Researchers have discovered new antibiotics that have the potential to tackle drug-resistant tuberculosis bacteria.
Tuberculosis is a bacterial infection that mainly affects the lungs, causing symptoms such as a persistent cough, night sweats and tiredness. It kills around 1.5 million people worldwide every year, and whilst treatments are available, more drug-resistant strains of tuberculosis bacteria have developed.
The research was published in PLOS Biology and carried out by Ho-Yeon Song of Soonchunhyang University in the Republic of Korea and colleagues. The team has discovered a new class of antibiotics that is highly effective against drug-resistant tuberculosis bacteria. This could be a major advancement in drug development.
Developing new antibiotics for tuberculosis bacteria
To develop new drug candidates, the researchers analysed different plant extracts and found Deoxypergularinine (DPG). DPG showed promising antibacterial activity and is purified from the root of Cynanchum atratum, a plant used in Chinese medicine.
The researchers tested multiple analogues of DPG to test their ability to inhibit tuberculosis bacteria without harming the infected cells. Through this process, they found a class of derivatives with high antitubercular effects and low toxicity.
For several derivatives, a standard measure of antibacterial effect was lower, indicating better efficacy. These derivatives, when compared to current first-line tuberculosis drugs in XDR strain-infected cell culture, were more successful at tackling tuberculosis bacteria. More evidence illuminated that in a mouse model, four weeks of treatment with one derivative called PP1S significantly reduced the burden of tuberculosis bacteria infection compared to the control group. Furthermore, PP1S and PP2S, a secondary derivative, did not produce any clinical side effects in healthy rats following two weeks of treatment.

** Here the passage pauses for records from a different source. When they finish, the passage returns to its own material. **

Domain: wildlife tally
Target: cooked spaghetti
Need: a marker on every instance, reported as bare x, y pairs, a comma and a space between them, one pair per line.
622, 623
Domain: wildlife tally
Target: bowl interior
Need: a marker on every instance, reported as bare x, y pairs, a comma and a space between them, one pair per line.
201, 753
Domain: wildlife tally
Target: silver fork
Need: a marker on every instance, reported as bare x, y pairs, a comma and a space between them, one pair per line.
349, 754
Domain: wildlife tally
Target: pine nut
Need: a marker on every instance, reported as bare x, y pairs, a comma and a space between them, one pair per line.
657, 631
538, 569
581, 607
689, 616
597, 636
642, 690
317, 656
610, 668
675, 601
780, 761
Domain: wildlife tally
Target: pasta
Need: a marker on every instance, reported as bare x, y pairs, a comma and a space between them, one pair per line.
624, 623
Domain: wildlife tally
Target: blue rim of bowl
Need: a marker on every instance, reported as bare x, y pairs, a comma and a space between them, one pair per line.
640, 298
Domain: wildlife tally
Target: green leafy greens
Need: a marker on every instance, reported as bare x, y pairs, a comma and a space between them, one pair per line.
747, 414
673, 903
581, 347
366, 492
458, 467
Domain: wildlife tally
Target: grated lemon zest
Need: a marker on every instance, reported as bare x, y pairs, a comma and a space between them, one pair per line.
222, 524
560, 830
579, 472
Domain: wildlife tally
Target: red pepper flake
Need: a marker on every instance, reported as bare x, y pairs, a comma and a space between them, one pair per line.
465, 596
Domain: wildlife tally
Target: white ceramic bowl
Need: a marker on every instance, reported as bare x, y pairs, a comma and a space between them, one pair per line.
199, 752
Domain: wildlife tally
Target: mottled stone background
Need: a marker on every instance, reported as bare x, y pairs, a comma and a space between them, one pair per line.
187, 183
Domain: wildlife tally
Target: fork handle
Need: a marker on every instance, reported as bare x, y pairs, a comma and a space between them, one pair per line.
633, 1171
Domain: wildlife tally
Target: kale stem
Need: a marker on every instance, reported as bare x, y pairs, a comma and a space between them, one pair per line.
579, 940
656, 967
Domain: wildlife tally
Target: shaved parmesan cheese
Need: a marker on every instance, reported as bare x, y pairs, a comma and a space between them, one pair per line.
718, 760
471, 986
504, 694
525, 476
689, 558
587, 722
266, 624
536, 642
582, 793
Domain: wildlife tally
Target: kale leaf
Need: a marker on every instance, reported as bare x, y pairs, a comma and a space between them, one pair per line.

The problem with antibiotics
An issue with antibiotic treatment is off-target killing other bacteria, including those within the gut. The researchers found no significant changes in the mouse gut microbiome with PP2S. The extremely selective effect on tuberculosis bacteria is likely due to the target of the PPs, which the authors noted was likely due to a gene called PE_PGRS57. The gene appears in very few other species of bacteria, including multiple other Mycobacterium species.
Currently, treatment of drug-resistance tuberculosis bacteria requires over a year of therapy with a range of antibiotics, each with important side effects.
Song concluded: “While further testing will be required, the low effective dose and high level of safety in these early tests indicate that these new drugs are likely to be important alternatives to the current regimen for treatment of tuberculosis. A new class of PP derivatives is a Mycobacterium tuberculosis-targeted antimicrobial with microbiome-safe properties.”